There was a threatening storm brewing in the excited and taciturn crowd, swelled now by many laborers, minor employees, and students who did not appear upon the rolls. Enraged because they had not been able to vote for Door den Berg, they nourished deep in their hearts a violent desire to manifest their preference in another manner.

And, at present, the blue cockades dominated in the crowd. The laborers pinned them upon their woolen vests. Brawls had broken out in the morning outside the booths where the country-folk had cast their votes. And, intimidated by the look of hate thrown at them by their comrades of the waterfront, the peasants hastened, after voting in accordance with the wishes of their parish priests, to climb upon the roofs of the waiting coaches, and put miles of polders or heather between themselves and the ramparts of the metropolis.

The party men crowded into the salons of the "Association," where the party bosses and candidates sat waiting the results. The harsh, metallic voice of Béjard rose above the whispers of the talkers; Dupoissy, congratulatory and inspired, Saint-Fardier, turbulent and aggressive, speaking in thunderclaps of Bergmans and the whole of the dirty common people, Dobouziez, sober in his judgment, aged, worried looking, little interested in active politics and grumbling to himself at the costly ambition of his son-in-law; finally, the young Saint-Fardiers, gaping till their jaws almost broke, tapping upon the window-panes, watching the crowd gather in the square.

At the Croix Blanche, Door did not have hands enough to grip the hands of every one who insisted upon shaking his. The affection, the exuberance and the sincerity of these well-worn and upright natures touched him keenly.

Laurent, the Tilbaks, Jean Vingerhout, Marbol and Vyveloy could not stay still, but went out, looked at the returns, ran to the central poll where the general count was being taken.

The first favorable results for Béjard and for Bergmans were greeted by hisses from the Association, by cheers from the Croix Blanche, or vice-versa. But the manifestations of the assembled plutocracy awoke a contradictory echo each time from the crowds in the square. Thus, when the figures of the majority attributed to Béjard appeared upon the sign at the windows of the Association, there was a little timid applause, promptly smothered beneath a chorus of groans and whistles; the opposite occurred whenever luck favored "Our Door."

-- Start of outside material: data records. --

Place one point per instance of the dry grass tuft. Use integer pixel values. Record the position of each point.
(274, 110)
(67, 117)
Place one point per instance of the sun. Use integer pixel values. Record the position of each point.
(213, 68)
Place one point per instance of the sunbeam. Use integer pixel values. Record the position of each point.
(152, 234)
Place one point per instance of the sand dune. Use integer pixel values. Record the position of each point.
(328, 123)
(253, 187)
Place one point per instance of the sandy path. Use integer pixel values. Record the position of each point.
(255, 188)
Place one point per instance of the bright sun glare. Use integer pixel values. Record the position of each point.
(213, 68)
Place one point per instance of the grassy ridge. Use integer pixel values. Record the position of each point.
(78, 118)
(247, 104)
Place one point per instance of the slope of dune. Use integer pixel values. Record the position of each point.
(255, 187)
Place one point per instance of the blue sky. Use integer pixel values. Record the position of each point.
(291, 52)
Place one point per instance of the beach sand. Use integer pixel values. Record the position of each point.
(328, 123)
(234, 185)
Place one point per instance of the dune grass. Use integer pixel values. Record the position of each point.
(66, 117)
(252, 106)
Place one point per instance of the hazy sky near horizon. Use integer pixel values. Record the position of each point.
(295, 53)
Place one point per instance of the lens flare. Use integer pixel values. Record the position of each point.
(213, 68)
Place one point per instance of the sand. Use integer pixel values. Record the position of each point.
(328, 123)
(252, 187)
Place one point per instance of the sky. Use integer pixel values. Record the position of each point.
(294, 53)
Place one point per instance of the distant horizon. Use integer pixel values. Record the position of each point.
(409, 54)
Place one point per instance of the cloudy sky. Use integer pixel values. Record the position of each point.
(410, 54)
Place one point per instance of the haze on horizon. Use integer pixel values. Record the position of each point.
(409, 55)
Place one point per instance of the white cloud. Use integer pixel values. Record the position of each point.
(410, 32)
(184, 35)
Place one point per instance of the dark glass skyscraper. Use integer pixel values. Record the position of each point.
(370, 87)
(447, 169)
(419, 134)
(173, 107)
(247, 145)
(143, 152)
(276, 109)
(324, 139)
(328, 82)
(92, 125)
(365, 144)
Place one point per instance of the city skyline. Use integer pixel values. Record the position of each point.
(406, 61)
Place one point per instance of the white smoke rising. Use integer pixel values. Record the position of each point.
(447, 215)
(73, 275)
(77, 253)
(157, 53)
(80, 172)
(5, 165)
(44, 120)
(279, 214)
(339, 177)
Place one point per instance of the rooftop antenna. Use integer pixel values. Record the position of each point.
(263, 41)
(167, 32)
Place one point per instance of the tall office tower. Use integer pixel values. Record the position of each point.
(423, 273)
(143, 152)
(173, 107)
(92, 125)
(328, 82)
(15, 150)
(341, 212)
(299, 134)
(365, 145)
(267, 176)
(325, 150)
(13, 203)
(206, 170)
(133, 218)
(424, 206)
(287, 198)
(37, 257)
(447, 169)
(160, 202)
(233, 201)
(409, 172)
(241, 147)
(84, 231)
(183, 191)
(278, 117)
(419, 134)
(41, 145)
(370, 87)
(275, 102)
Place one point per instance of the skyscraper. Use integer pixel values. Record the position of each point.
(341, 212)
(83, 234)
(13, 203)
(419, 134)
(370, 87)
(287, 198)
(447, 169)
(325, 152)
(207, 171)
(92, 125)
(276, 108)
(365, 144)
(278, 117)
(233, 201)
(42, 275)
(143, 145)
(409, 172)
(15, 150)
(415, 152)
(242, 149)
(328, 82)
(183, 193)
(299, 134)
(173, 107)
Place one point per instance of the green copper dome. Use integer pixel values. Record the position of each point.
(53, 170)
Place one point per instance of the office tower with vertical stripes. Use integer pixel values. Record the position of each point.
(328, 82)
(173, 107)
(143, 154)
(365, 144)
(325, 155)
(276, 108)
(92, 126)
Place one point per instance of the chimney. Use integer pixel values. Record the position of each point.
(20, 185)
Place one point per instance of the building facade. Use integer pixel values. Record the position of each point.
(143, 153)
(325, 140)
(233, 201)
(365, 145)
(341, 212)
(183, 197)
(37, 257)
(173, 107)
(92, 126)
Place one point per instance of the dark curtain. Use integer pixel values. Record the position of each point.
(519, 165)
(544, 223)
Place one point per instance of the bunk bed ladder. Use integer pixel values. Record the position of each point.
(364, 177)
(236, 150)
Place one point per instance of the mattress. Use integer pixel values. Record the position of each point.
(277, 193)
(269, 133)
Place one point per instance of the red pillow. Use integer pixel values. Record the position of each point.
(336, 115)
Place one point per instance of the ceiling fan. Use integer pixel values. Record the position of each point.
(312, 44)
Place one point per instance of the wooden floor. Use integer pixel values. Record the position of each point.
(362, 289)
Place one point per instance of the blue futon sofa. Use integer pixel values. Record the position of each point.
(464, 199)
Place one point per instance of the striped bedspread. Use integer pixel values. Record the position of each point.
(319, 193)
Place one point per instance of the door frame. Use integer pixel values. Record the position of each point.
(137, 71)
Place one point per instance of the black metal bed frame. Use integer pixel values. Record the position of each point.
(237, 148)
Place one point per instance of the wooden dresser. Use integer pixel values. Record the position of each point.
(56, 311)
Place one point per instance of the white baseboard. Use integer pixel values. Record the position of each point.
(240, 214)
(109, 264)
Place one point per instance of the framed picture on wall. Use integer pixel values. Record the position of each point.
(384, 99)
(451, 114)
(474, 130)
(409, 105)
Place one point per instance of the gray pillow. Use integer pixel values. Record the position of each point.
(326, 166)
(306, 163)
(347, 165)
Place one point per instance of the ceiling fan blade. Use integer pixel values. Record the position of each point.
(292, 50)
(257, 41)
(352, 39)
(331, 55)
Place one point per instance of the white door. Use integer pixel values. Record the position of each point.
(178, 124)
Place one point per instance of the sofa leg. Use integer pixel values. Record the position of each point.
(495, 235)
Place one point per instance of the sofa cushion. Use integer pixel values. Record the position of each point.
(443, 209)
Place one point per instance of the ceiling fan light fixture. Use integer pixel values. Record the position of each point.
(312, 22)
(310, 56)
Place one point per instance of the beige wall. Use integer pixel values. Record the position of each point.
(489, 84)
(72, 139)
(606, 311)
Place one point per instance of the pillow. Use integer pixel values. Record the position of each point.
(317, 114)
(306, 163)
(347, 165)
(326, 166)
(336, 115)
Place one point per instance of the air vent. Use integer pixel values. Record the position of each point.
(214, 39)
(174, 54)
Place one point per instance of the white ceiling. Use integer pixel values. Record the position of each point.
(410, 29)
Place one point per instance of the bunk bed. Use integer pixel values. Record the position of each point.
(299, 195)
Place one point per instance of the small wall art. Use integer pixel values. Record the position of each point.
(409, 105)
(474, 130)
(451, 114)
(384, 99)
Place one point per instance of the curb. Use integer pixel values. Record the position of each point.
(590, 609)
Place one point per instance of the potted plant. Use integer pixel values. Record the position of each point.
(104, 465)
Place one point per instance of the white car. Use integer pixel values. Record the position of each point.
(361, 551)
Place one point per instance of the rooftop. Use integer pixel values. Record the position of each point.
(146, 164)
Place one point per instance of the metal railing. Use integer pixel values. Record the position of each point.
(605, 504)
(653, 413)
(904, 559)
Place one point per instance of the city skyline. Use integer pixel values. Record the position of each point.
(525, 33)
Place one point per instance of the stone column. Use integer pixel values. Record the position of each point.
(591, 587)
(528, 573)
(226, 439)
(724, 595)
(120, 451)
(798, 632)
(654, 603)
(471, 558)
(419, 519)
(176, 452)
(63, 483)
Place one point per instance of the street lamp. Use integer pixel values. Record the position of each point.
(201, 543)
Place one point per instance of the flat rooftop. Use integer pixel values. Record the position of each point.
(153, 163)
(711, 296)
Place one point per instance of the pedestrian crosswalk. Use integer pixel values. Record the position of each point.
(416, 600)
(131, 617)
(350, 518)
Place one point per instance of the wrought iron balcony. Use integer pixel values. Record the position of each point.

Several times the votes balanced each other. The majority of the voters in the city declared for Bergmans. Already the crowd in the street and at the Croix Blanche trembled with happiness; every one began hugging every one else, and congratulating Bergmans. Paridael even wanted them to fly the flag of the Gueux, orange, white and blue, with the two hands fraternally entwined, the two hands drawn and quartered upon the shield of Antwerp. Bergmans, less optimistic, had difficulty in preventing his friends from triumphing too early. Our enthusiasts did not reckon upon the country. Not only did the rural poll overwhelm the swerving results, but the total of the peasant vote grew greater, always distending, swallowing up, like a stupid tide, and submerging under its waves the legitimate hopes of, the majority of urban citizens.


  1. Attention must be called to the fact that this book was written before the introduction into Belgium of compulsory personal military service. The same observation applies to important passages in the third part, notably the chapter entitled Contumacy. G. E.